Do your rtr have dual Rps? - no
Do the fortinets support GR? - yes
Are you using BFD or just relying the bgp timers, if the later its not recommended to enable GR - just BGP timers

aim here is the speed up iBGP failover/convergence if primary fortigate fails or being upgraded, secondary will take over seamlessly and avoid packet loss to downstream device/users.

Hello
so based on the rtr having no dual RPs and you are not using BFD enabling GR in my opinion would negate convergence by an additional 120 sec plus the fact there is a potential for loops to be incurred if for some reason the GR rtr rebooted or loss power and didn’t save its routing state 

Suggest for ibgp fast failover you use ibgp neighbour fall-back bfd 


Please rate and mark as an accepted solution if you have found any of the information provided useful.
This then could assist others on these forums to find a valuable answer and broadens the community’s global network.

Kind Regards
Paul

Hello @johnlloyd_13 ,

you have described your topology with the following :

>> HQ --- INTERNET/IPSEC VPN --- BRANCH IGW1/2 --- iBGP --- FG HA

and your goal as the following :

>> aim here is the speed up iBGP failover/convergence if primary fortigate fails or being upgraded, secondary will take over seamlessly and avoid packet loss to downstream device/users

So you have two internet facing routers in the branch office that you have named as IGW1 and IGW2, behind them there is an HA pair made of two Fortinet Firewalls.

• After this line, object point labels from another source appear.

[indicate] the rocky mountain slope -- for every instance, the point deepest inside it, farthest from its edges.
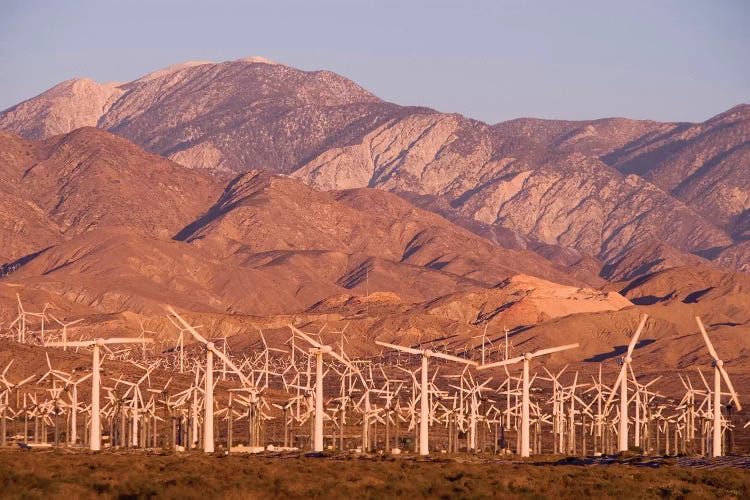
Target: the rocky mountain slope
(615, 196)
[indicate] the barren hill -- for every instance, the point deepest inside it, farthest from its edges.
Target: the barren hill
(125, 230)
(616, 197)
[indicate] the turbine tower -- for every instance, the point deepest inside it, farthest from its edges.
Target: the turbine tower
(424, 404)
(719, 372)
(95, 439)
(208, 397)
(320, 349)
(622, 382)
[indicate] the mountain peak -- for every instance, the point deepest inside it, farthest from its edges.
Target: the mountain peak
(257, 60)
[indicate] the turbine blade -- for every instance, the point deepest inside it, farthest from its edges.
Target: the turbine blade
(75, 343)
(725, 376)
(232, 366)
(306, 337)
(617, 385)
(706, 339)
(122, 340)
(342, 360)
(453, 358)
(501, 363)
(542, 352)
(400, 347)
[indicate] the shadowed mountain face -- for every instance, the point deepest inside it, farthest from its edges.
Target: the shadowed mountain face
(102, 229)
(615, 197)
(101, 222)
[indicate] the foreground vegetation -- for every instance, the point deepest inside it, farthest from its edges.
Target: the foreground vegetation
(62, 473)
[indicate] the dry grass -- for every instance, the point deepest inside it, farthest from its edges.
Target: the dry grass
(63, 474)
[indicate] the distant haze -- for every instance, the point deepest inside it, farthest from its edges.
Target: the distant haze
(493, 61)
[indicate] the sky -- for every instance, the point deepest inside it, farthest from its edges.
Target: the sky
(664, 60)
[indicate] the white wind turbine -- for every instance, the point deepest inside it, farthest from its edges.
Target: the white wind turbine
(95, 439)
(622, 382)
(719, 372)
(525, 401)
(424, 404)
(320, 349)
(208, 397)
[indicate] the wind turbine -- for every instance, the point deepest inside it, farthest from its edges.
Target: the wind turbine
(424, 404)
(319, 350)
(65, 328)
(622, 382)
(96, 436)
(719, 372)
(525, 402)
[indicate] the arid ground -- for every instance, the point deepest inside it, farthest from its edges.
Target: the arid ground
(66, 474)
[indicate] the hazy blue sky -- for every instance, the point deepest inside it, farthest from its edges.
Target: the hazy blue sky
(664, 60)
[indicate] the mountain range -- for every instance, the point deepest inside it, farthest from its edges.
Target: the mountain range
(252, 193)
(615, 198)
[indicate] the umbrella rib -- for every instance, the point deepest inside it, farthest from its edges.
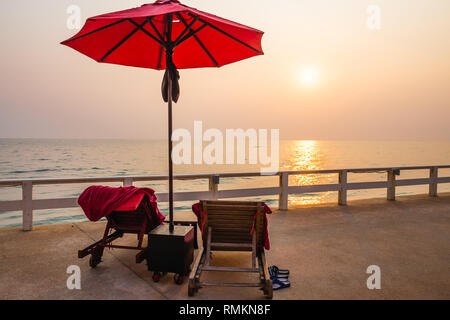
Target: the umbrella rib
(187, 28)
(96, 30)
(149, 19)
(146, 32)
(200, 43)
(122, 41)
(226, 33)
(190, 34)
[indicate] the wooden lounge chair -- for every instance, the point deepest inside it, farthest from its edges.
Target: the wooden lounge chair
(134, 217)
(227, 226)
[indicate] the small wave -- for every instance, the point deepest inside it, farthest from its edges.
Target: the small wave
(32, 171)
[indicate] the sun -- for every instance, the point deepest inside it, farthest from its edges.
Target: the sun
(309, 76)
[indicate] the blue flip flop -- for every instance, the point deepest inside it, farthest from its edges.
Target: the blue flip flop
(277, 271)
(277, 284)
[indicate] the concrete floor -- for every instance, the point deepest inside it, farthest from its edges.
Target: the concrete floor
(327, 249)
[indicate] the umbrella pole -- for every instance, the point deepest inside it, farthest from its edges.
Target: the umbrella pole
(169, 104)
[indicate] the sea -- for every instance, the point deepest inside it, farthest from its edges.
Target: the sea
(70, 158)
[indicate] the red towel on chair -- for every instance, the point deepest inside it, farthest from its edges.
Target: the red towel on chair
(99, 201)
(196, 208)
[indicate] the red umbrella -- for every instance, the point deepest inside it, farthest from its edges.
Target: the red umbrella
(187, 37)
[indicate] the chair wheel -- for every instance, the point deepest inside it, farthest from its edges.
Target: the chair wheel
(178, 279)
(94, 261)
(156, 276)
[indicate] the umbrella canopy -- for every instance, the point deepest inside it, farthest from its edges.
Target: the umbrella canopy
(138, 37)
(186, 37)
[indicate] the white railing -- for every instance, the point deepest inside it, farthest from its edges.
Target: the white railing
(28, 204)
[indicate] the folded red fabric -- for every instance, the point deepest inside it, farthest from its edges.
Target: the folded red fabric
(196, 208)
(99, 201)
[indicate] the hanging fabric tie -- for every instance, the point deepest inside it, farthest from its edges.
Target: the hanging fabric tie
(175, 76)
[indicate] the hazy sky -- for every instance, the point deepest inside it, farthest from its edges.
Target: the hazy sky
(324, 75)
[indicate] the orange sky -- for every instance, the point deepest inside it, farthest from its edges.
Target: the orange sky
(392, 83)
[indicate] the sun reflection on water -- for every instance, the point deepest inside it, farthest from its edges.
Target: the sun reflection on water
(306, 155)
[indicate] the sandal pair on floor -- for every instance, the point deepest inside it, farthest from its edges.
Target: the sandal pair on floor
(279, 278)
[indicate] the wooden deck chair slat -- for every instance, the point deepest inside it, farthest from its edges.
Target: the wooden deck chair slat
(227, 226)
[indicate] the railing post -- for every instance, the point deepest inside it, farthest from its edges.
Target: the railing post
(284, 191)
(433, 182)
(27, 205)
(127, 182)
(214, 187)
(342, 188)
(391, 185)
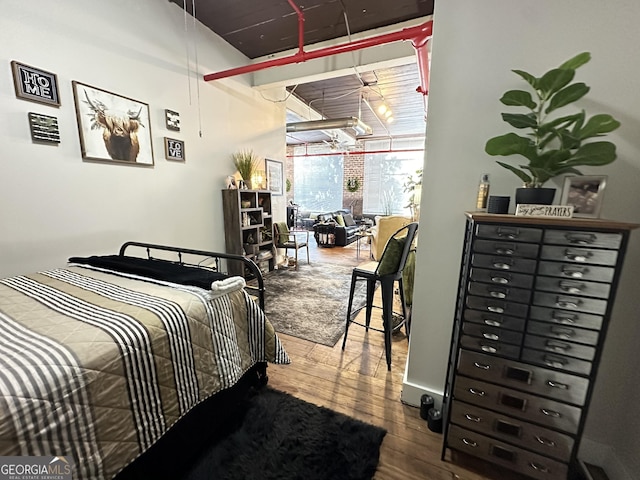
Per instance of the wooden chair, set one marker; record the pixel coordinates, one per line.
(284, 238)
(387, 271)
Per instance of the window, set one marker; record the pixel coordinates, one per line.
(318, 180)
(386, 173)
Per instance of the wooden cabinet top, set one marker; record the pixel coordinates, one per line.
(551, 221)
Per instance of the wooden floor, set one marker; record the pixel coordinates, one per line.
(356, 382)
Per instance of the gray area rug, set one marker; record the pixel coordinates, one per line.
(311, 303)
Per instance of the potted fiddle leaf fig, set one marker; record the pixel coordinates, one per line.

so you have IGW1 -----------|| L2 switch || ------- FW1

                   IGW2 -----------|| L2 switch  ||------- FW2

and you run iBGP sessions between IGW1, IGW2 and the FW active (whoever is the active FW at the moment)

you cannot have a second session with the standby FW. They usually are reachable on the mgmt interface when they are the acitve unit.

How do you think of making the two routers IGW1 and IGW2 able to detect who is the active FW  that uses always the same IP and potentially the same MAC address?

And more important why should the routers do this ?   My understanding is that in a scenario like yours the ones responsible are the FW themselves.

Hope to help

Giuseppe

 

hi giueseppe,

your description and toplogy is what we've got.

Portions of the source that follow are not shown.